Before watching the movie:
This was one of the big cultural moments in my early childhood that I was aware of even as it passed me by. Everyone was talking about Free Willy for some reason. I dimly recall it being on in the same room at one point, but I think it was in the way that one dips in and out of a movie someone else is watching while at a family gathering.
There’s a good movie finding its audience, and then there’s a cultural phenomenon. The latter I can understand for a lavish tentpole movie like Titanic, but this doesn’t seem to be that kind of visual-oriented extravaganza. It kind of looks like it has a similar domestic plot to the original, before the franchise fatigue Air Bud, actually, like if you took all the basketball out of that movie and swapped the dog for an orca, you’d come close to this movie. While cetaceans were popular in the 90s, I would’ve thought that more came out of the popularity of this movie than contributed to it. Well, I guess I’m about to find out.
After watching the movie:
Jesse, a kid abandoned to the foster system six years ago, prefers to escape whatever foster parents he’s been assigned to this time and link up with other delinquent orphans supporting themselves through grift and theft on the street. However, when he and a friend break into a building at Northwest Adventure Park and cover it in graffiti with found spray paint cans, Jesse is distracted by the startling discovery that this building houses an orca whale tank, and when the police arrive, doesn’t get away in time.
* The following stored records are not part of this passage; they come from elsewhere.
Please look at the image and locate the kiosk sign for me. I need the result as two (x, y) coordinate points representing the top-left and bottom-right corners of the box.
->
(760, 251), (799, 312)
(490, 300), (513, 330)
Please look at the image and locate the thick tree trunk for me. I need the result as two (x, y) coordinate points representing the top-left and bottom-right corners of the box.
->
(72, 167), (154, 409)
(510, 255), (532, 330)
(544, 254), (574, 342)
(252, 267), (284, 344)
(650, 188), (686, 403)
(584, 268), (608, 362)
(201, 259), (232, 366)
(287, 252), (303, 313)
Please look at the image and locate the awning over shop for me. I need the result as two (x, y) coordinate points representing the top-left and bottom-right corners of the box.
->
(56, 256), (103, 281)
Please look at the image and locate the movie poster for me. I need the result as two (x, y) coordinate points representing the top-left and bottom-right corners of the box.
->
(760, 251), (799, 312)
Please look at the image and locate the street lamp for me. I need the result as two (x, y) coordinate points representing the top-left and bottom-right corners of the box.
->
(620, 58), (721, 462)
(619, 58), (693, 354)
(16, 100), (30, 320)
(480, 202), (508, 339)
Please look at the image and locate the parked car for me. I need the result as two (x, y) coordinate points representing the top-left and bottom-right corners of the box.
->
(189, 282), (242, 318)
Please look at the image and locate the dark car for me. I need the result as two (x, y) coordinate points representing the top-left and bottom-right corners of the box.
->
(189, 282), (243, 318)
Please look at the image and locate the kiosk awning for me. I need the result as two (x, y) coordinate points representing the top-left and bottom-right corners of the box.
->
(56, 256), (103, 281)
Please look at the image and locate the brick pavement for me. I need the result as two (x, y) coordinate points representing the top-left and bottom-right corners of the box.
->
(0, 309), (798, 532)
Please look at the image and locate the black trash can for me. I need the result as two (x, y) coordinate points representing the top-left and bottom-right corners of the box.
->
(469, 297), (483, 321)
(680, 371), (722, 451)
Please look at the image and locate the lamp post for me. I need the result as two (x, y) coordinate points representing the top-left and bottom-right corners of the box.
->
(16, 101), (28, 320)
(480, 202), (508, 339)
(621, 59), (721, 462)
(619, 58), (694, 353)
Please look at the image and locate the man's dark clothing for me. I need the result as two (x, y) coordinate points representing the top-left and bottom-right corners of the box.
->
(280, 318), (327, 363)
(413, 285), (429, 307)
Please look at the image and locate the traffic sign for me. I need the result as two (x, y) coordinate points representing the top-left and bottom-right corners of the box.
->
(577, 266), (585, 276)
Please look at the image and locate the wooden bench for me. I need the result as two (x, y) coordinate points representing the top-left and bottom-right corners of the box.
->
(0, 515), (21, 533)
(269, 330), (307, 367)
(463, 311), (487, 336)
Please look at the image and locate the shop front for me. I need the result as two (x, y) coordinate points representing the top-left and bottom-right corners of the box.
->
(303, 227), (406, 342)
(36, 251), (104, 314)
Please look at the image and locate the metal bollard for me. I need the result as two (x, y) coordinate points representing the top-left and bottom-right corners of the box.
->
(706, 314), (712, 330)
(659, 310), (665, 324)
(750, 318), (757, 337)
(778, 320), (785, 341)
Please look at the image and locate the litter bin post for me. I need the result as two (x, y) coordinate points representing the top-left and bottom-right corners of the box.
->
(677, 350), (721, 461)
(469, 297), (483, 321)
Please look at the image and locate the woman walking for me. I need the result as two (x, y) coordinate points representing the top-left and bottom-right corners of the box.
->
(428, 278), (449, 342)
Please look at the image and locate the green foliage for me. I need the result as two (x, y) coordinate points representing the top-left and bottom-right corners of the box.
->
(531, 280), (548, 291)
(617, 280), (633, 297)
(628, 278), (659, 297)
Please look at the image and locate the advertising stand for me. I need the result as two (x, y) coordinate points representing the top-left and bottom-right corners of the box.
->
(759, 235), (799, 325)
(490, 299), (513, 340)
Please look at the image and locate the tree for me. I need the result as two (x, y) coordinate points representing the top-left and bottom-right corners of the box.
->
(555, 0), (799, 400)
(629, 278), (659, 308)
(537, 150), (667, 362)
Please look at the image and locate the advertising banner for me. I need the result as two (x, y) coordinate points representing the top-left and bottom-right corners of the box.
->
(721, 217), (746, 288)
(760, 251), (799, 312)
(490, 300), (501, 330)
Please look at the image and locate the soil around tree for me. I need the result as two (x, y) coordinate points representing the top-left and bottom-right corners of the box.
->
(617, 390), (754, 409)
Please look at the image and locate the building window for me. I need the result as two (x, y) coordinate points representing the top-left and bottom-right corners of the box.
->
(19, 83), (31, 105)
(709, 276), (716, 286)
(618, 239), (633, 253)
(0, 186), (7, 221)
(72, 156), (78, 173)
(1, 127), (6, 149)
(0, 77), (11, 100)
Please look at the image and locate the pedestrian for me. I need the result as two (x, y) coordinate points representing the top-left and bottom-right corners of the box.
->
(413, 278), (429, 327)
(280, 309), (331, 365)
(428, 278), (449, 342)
Instead of juvenile detention, Jesse’s social worker arranges kind foster parents, the Greenwoods, and for the park to not press charges if Jesse cleans the graffiti. While cleaning the paint off the tank, Jesse is fascinated by the whale, approaching him gingerly and in a friendly manner, and finds that his harmonica soothes him. The park staff responsible for “Willy”, his veterinarian and trainer Rae and keeper Randolph, insist that Willy is too surly to let anyone get close, but when Jesse stumbles into the tank, Willy gently helps him to safety. This burgeoning connection leads Randolph to offer Jesse a job helping out for the summer, and Jesse learns that the reason Willy doesn’t like anyone is that he was stolen from his family in the wild much later in life than is considered ethical and is being kept in a tank much too small for his needs by the park owner, Dial, a businessman who refuses to spend any more money on Willy until he becomes the big attraction he expected him to be by doing a whale trick show. The friendship between boy and whale gives Jesse the ability to teach Willy tricks that Rae lacked the rapport to begin on, and with Rae’s help, Jesse and Willy begin to create the show that could be Willy’s ticket to better conditions. But Dial, increasingly frustrated with Willy’s noncompliance losing him money, is starting to think that Willy would be worth more to him dead thanks to his million dollar insurance policy.
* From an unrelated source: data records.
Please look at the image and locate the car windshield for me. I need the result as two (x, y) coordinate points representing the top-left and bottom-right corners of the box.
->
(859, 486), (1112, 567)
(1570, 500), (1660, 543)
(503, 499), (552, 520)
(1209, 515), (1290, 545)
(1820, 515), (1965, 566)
This movie is unequivocally about a capital-holder abusing everyone his money puts under his control, and the failure of working within the system to rectify that situation. Dial only values the people and animals in his park to the extent that they can make him money, and refuses to care enough to do the right thing even when the experts who work for him tell him that Willy would be more disposed to be what he wants him to be if he improved Willy’s life first. Ultimately, Willy cannot be helped within the rules set by the abuser, and his support team has to take direct action, something that’s satisfying to watch, but I’m very concerned about the legal consequences that they’ll face afterward. The movie treats it like once Dial is thwarted, he’s completely defeated, but he seems to still hold most of the cards he did before. There are two sequels to this movie, but I doubt Free Willy 2 is about how they escape Dial suing them into oblivion for theft of his property.
This seems to be one of the rare stories where the foster system works roughly as intended. Jesse seems to have had a lot of bad experiences in the last six years, as have the other street urchins he works with, but we don’t see any of that in action, we just see Jesse, disillusioned and clinging to the hope that his mother will come back for him, acting out against a really nice and supportive couple who only get negative because of how much Jesse tests them. Jesse starts out learning to trust them, but they only have to come around to trust him because he’s spent the entire movie demonstrating that he doesn’t want to be there.
It was probably the hype, but as a feel-good family drama, this doesn’t seem especially life-changing. The most inspiring part, the most iconic moment, is literally the last sequence of the movie. Where I was expecting a story about turning popular opinion toward saving Willy, the Public only makes Willy’s situation worse. It’s just about boy and whale forming a bond stronger than the demands of the world they find themselves trapped in. The most moving part was the Michael Jackson song that played on the end credits.
This is probably still a very meaningful movie for kids watching it at an early age, but it feels a lot like the world has moved on from what was a more complicated, abstract problem at the time. Also Randolph’s Indian background feels a little tacked on because Native American mysticism was trendy at the time, especially for environmentally conscious media. I think maybe I might like this story better as a novel with more room for depth and nuance than a movie, and it’s almost detailed enough that I’m surprised the story is original to the movie. I missed out on connecting with this movie as a child (though it seems like it would’ve bored me as a child), and now as an adult viewer I find it lacking. But it also seems like a great movie to teach kids about worldly realities and ethical ideals.